May you never gain anything but poison. You cursed flatterers!

 

They blinked at naked truth; but Christophe was pleased with it; he loved

this light. Here and there he was even a little shocked; he was not used to

such unbridled independence which looks like anarchy to the eyes even of

the freest of Germans, who in spite of everything is accustomed to order

and discipline. And he was led astray by the way of the French; he took

certain things too seriously; and other things which were implacable

denials seemed to him to be amusing paradoxes. No matter! Surprised or

shocked he was drawn on little by little. He gave up trying to classify his

impressions; he passed from one feeling to another; he lived. The gaiety

of the French stories—Chamfort, Ségur, Dumas père, Mérimée all lumped

together—delighted him; and every now and then in gusts there would creep

forth from the printed page the wild intoxicating scent of the Revolutions.

 

It was nearly dawn when Louisa, who slept in the next room, woke up and saw

the light through the chinks of Christophe’s door.

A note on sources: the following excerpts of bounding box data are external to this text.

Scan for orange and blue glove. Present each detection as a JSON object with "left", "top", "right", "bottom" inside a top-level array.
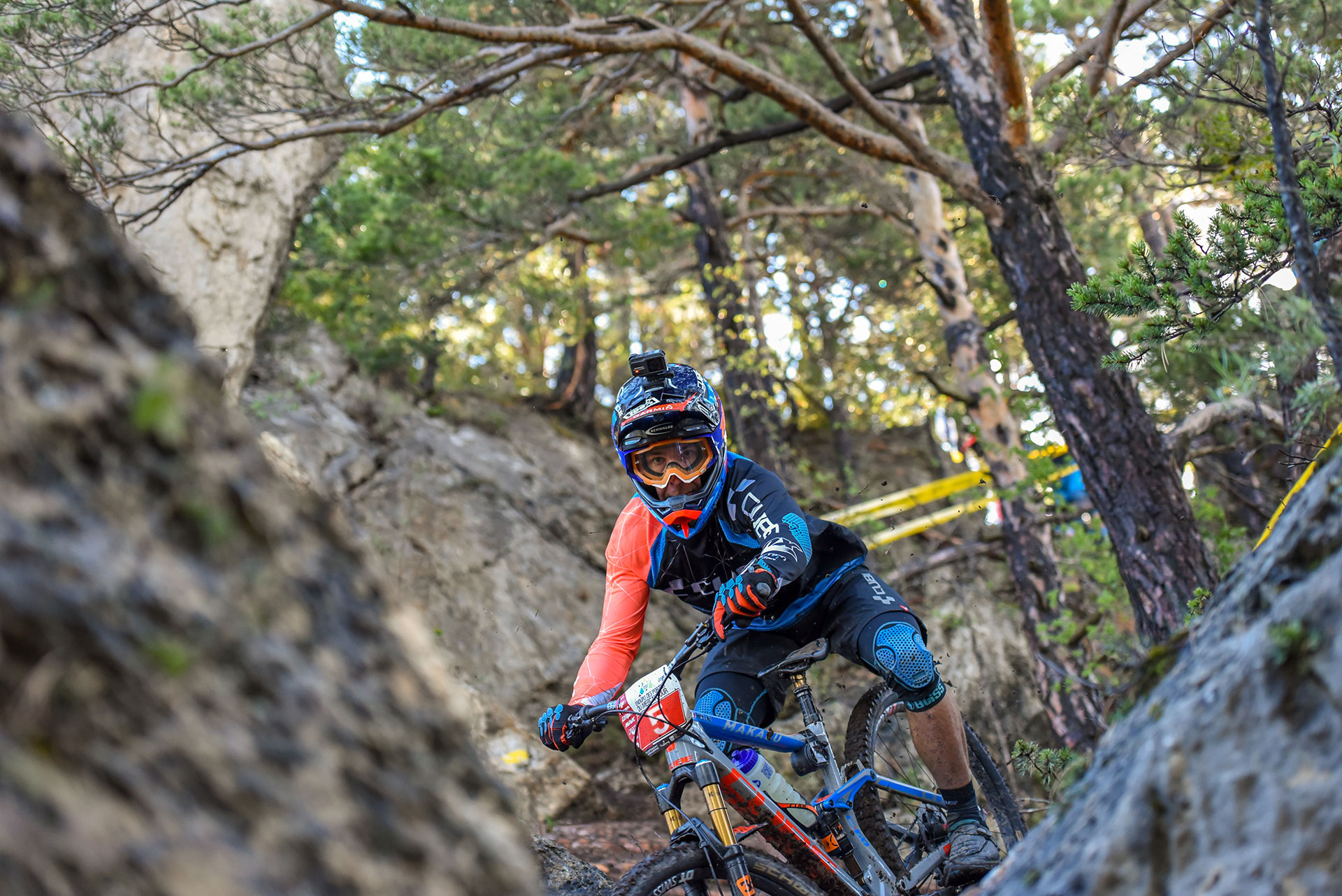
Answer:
[
  {"left": 713, "top": 562, "right": 779, "bottom": 639},
  {"left": 537, "top": 703, "right": 592, "bottom": 753}
]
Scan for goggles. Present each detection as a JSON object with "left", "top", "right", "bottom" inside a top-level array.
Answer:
[{"left": 630, "top": 439, "right": 713, "bottom": 489}]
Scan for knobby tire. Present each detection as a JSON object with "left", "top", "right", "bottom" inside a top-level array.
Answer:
[
  {"left": 844, "top": 684, "right": 1025, "bottom": 874},
  {"left": 613, "top": 844, "right": 821, "bottom": 896}
]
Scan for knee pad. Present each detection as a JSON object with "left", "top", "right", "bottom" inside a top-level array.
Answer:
[
  {"left": 872, "top": 622, "right": 946, "bottom": 712},
  {"left": 694, "top": 688, "right": 737, "bottom": 722}
]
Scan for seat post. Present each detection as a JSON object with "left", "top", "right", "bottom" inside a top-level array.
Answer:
[{"left": 792, "top": 672, "right": 820, "bottom": 725}]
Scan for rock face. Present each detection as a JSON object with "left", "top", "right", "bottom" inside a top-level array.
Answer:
[
  {"left": 242, "top": 316, "right": 694, "bottom": 823},
  {"left": 242, "top": 317, "right": 1047, "bottom": 823},
  {"left": 0, "top": 118, "right": 537, "bottom": 896},
  {"left": 981, "top": 454, "right": 1342, "bottom": 896},
  {"left": 126, "top": 140, "right": 342, "bottom": 397},
  {"left": 22, "top": 0, "right": 344, "bottom": 397}
]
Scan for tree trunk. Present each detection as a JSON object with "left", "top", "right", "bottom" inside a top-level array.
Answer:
[
  {"left": 867, "top": 0, "right": 1104, "bottom": 746},
  {"left": 910, "top": 0, "right": 1216, "bottom": 641},
  {"left": 680, "top": 70, "right": 786, "bottom": 476},
  {"left": 1276, "top": 353, "right": 1322, "bottom": 484},
  {"left": 1253, "top": 0, "right": 1342, "bottom": 385},
  {"left": 545, "top": 244, "right": 597, "bottom": 423}
]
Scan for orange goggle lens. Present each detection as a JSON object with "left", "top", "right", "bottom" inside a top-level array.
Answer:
[{"left": 633, "top": 439, "right": 713, "bottom": 489}]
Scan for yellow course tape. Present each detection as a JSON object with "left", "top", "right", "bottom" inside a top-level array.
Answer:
[
  {"left": 824, "top": 445, "right": 1076, "bottom": 547},
  {"left": 1253, "top": 423, "right": 1342, "bottom": 549},
  {"left": 825, "top": 470, "right": 992, "bottom": 526},
  {"left": 867, "top": 492, "right": 996, "bottom": 547}
]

She knocked on the wall

and asked if he were ill. A chair creaked on the floor: the door opened and

Christophe appeared, pale, in his nightgown, with a candle and a book in

his hand, making strange, solemn, and grotesque gestures. Louisa was in

terror and got up in her bed, thinking that he was mad. He began to laugh,

and, waving his candle, he declaimed a scene from Molière. In the middle of

a sentence he gurgled with laughter; he sat at the foot of his mother’s bed

to take breath; the candle shook in his hand. Louisa was reassured, and

scolded him forcibly:

 

“What is the matter with you? What is it? Go to bed…. My poor boy, are

you going out of your senses?”

 

But he began again:

 

“You must listen to this!”

 

And he sat by her bedside and read the play, going back to the beginning

again. He seemed to see Corinne; he heard her mocking tones, cutting and

sonorous. Louisa protested:

 

“Go away! Go away! You will catch cold. How tiresome you are. Let me go to

sleep!”

 

He went on relentlessly. He raised his voice, waved his arms, choked with

laughter; and he asked his mother if she did not think it wonderful. Louisa

turned her back on him, buried herself in the bedclothes, stopped her ears,

and said:

 

“Do leave me alone!…”

 

But she laughed inwardly at hearing his laugh. At last she gave up

protesting. And when Christophe had finished the act, and asked her,

without eliciting any reply, if she did not think what he had read

interesting, he bent over her and saw that she was asleep. Then he smiled,

gently kissed her hair, and stole back to his own room.

 

*

 

He borrowed more and more books from the Reinharts’ library. There were all

sorts of books in it. Christophe devoured them all. He wanted so much to

love the country of Corinne and the unknown young woman. He had so much

enthusiasm to get rid of that he found a use for it in his reading. Even

in second-rate works there were sentences and pages which had the effect

on him of a gust of fresh air. He exaggerated the effect, especially when

he was talking to Frau Reinhart, who always went a little better than he.